Sunday. January 01, 2023 - 2 mins

I performed a binary classification task using the famous Wisconsin Breast Cancer Dataset.

Exploratory Data Analysis and Feature Selection

The dataset contains up to 30 features, computed from a digitized image of a fine needle aspirate (FNA) of a breast mass. They describe characteristics of the cell nuclei present in the image. Each row is labelled as malign (M) or benign (B) under the ‘diagnosis’ column, indicating whether the observation was diagnosed as cancer or not.

I started the classification task by performing an exploratory data analysis to understand the features and select the most explanatory ones to train a simple neural network.

To select the features, I explore different techniques: correlation, random forest classification or PCA (Principal Component Analysis). According to the results, only around 11 features explain the data distribution.

In the following Jupyter Notebook I go over a set of EDA (Exploratory Data Analysis) and feature selection methods, just to understand the data better and consider reducing the number of features:

Building Neural Network Using Keras

I standardized the feature data and, as a first test that actually gives great results, I built a neural network with Keras, where the input are the 30 standardized initial features. The data is split into train (75%) and test (25%) sets.
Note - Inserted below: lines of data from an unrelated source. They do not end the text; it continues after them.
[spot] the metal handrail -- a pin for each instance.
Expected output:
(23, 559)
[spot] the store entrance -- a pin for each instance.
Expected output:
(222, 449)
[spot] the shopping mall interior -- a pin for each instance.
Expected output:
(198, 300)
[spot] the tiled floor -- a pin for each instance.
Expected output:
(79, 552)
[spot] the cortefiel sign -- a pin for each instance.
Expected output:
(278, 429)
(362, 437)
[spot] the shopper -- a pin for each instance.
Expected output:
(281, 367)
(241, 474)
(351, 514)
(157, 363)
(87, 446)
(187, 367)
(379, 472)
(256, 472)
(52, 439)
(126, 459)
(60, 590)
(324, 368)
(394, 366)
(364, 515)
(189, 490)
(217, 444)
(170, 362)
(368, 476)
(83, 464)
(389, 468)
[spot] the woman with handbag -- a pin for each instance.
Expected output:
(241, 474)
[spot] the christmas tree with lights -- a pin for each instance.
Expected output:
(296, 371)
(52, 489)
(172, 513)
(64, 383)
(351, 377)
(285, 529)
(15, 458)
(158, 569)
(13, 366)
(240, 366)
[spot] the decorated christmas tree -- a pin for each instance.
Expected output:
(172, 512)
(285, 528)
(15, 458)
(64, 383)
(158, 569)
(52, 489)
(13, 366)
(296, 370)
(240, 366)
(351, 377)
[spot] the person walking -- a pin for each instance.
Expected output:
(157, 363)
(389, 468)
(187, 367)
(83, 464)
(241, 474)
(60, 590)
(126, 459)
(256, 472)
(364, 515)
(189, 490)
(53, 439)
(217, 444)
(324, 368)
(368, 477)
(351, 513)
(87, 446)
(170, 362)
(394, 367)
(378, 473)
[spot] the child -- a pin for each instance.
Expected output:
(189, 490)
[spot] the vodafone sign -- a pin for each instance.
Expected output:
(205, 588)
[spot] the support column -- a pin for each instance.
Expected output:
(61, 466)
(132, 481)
As specified in the Jupyter Notebook, the model contains:

- an input shape of 30.
- 7 layers.
- 8 neurons per hidden layer.
- weight initializer: he normal.
- regularization: L2 and dropout.
- a final sigmoid activation to keep the outputs as a probability between 0 and 1.
- the probablities are turned in to classes (0 or 1) using a 0.5 threshold. This threshold might change due to different applications. Considering that I am dealing with potential cancer cases, tuning the threshold so it favors class 1 predictions (cancer) could be beneficial.
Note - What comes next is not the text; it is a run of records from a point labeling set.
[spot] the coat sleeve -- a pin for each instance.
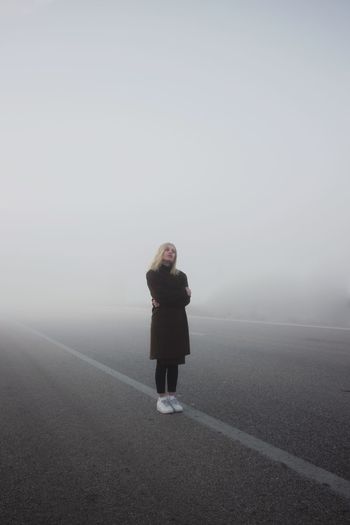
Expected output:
(167, 296)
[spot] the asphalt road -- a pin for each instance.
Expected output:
(80, 445)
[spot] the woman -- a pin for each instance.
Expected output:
(169, 328)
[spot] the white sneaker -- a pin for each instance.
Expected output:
(163, 406)
(175, 404)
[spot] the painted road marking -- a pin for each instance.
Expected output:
(335, 483)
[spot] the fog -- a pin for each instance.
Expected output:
(222, 127)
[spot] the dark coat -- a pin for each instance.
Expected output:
(169, 327)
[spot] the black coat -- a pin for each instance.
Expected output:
(169, 327)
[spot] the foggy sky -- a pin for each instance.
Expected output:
(222, 127)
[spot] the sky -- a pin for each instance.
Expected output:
(222, 127)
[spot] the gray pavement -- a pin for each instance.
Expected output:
(79, 446)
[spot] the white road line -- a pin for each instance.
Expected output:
(272, 323)
(335, 483)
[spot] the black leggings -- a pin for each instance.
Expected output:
(170, 372)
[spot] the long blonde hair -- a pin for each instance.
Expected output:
(158, 258)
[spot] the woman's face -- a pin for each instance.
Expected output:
(169, 254)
The model is trained with the following parameters:

- binary cross entropy loss.
- adam optimizer at 0.001 learning rate.
- accuracy as the main metric to optimize.
- a batch size of 64.
- the model gives best results when trained during 300 epochs. That means that the model learns to classify between benign (0) and malign (1) after 300 epochs.

As key notes:

- the test loss decreases from 0.7472 (first epoch) to 0.0668 (last epoch).
- the test set accuracy increases during training from 0.608 (first epoch) to 0.986 (last epoch).
- the test loss is lower than the training loss overall, propably because of the use of dropout regularization in the training phase. This essentially makes the model more robust during test than during training.